Accoudée à la fenêtre, je m'étonne à rêver. La rosée a recouvert les feuilles de mes orthencias et quelques gouttes restent posées sur le rebord de la fenêtre. Un vent frais me caresse les joues et j'inspire profondément comme si cette bouffée d'air était la dernière. Au loin j'entends la mer. Les vagues qui s'accrochent aux rochers et repartent libres. Je ferme les yeux et me laisse bercer par ce son dont je ne me lasserai surement jamais. J'attends un moment, mes yeux toujours clos et mes rêves en perpétuels ascension. Devant tout ce paysage, avant toute mon imagination, je crois te voir. Tu marches au bord de l'eau; cheveux aux vents. Et malgré la distance, je peux affirmer te voir sourire. Même le bruit du vent et des vagues ne parvient pas à voiler le son de ton rire délicat. Je continue à te regarder, je veux t'appeler, je crie pour que tu te retournes. Tout se précipite. Je sens que quelque chose va se déchirer, que quelque chose va nous être enlevé, m'être enlevé.
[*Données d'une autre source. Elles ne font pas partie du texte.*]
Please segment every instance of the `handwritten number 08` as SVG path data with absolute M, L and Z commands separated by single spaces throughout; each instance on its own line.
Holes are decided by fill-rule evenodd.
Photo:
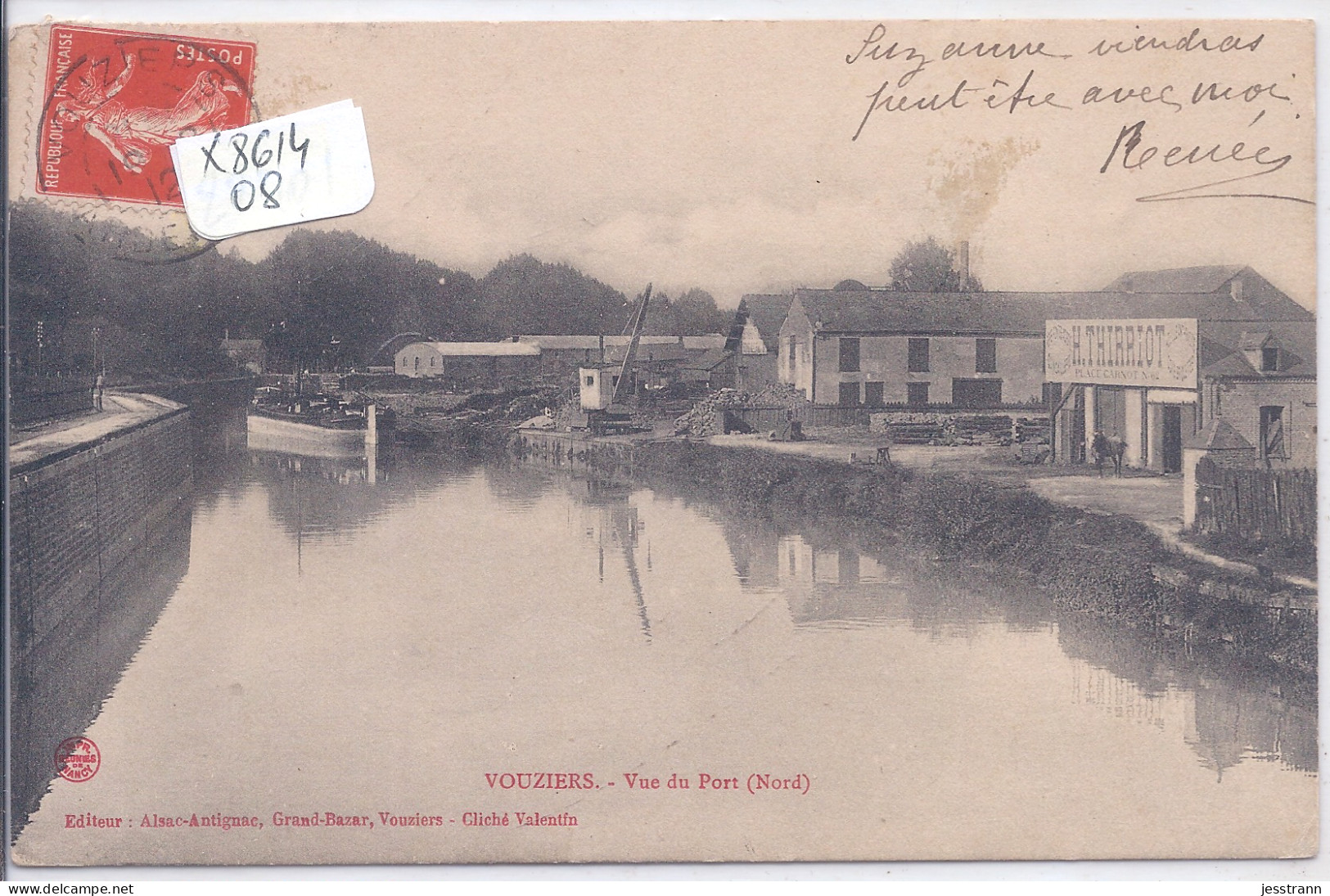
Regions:
M 269 186 L 271 181 L 271 186 Z M 249 211 L 250 206 L 254 205 L 254 199 L 259 193 L 263 194 L 263 207 L 265 209 L 279 209 L 282 207 L 277 202 L 277 190 L 282 186 L 282 173 L 269 171 L 263 175 L 263 179 L 258 182 L 258 189 L 254 189 L 254 183 L 250 181 L 241 181 L 231 187 L 231 205 L 235 206 L 237 211 Z M 241 194 L 247 190 L 249 197 L 245 203 L 241 203 Z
Alors je m'éloigne de la fenêtre, je sors de ma chambre, ouvre la porte et descends les escaliers à toute allure. Je cours, et hurle ton nom. Mais le vent t'empêche de m'entendre. La fraicheur me tape le visage et me blesse, le sable me ralentit et je ne peux t'atteindre. Tu te retournes, tout sourire et continues à marcher, à courir et à donner de gentils coups dans l'eau. Je te vois toujours, mais dans mon esprit tu t'éloignes. Et puis d'un coup, plus rien.
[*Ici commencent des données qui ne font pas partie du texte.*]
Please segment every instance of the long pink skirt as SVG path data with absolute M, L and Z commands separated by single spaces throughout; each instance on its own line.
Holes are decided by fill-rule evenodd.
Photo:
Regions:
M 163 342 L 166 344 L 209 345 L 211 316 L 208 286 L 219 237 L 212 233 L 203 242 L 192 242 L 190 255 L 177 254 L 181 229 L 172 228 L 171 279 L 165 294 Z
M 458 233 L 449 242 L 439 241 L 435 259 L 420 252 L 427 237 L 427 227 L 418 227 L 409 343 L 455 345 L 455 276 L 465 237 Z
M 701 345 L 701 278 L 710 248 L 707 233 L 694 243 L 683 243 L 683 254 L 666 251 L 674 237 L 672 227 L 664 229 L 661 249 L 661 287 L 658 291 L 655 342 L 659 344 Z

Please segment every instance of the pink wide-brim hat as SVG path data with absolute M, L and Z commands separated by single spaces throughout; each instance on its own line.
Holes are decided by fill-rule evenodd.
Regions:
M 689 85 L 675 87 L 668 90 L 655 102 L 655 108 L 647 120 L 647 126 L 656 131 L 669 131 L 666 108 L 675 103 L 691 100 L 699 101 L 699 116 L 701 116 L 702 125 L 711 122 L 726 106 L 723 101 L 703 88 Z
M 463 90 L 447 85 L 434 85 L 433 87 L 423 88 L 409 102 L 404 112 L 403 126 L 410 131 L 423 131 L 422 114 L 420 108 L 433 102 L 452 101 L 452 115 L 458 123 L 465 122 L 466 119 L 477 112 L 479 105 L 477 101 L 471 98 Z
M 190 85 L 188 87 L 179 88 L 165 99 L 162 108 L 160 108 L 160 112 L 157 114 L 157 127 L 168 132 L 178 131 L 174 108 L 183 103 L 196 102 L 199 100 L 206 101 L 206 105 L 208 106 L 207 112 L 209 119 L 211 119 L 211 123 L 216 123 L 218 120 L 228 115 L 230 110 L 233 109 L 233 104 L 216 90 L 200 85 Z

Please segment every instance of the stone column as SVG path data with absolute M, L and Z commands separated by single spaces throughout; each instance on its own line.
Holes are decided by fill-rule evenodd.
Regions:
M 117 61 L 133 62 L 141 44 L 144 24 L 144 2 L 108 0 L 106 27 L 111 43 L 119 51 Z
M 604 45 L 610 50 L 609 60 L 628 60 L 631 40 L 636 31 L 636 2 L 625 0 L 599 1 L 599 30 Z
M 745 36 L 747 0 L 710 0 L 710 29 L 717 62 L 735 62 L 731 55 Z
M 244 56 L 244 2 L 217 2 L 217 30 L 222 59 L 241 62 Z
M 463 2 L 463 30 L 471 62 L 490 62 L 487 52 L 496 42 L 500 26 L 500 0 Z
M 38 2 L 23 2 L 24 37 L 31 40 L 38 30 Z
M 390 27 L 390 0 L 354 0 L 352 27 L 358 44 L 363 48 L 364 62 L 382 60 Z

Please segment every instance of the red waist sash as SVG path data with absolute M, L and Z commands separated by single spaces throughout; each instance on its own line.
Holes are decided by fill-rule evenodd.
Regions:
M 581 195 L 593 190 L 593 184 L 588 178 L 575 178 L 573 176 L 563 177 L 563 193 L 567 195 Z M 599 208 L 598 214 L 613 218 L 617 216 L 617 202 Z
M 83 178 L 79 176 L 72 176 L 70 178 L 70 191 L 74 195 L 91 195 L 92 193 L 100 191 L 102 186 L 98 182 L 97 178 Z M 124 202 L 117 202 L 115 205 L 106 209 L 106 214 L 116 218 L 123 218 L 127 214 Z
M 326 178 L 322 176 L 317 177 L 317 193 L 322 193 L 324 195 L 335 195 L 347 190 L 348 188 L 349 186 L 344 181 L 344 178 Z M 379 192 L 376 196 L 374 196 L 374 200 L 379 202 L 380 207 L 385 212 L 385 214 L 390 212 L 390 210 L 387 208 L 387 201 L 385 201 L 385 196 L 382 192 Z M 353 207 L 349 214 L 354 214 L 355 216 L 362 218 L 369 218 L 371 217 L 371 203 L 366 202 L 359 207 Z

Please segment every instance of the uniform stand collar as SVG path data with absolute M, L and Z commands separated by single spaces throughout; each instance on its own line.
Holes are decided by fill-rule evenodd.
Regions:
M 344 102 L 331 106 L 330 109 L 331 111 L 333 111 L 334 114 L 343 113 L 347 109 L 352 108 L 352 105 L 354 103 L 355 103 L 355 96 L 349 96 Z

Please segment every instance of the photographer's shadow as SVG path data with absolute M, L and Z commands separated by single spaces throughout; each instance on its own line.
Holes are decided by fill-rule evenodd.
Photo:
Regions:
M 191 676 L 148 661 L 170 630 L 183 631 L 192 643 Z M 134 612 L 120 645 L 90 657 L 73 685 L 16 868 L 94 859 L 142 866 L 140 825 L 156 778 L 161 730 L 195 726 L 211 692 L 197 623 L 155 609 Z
Je me réveille. Au milieu d'un grand lit, où les draps sont défaits. Ton odeur est partout présente dans la pièce. Un grand coup de vent vient me glacer. Je me lève et me dirige vers la fenêtre ouverte. La rosée est tombée ce matin et le vent est frais. Tout est là. Tout, sauf toi.
Et voilà que l'idée de te voir ne suffisait plus.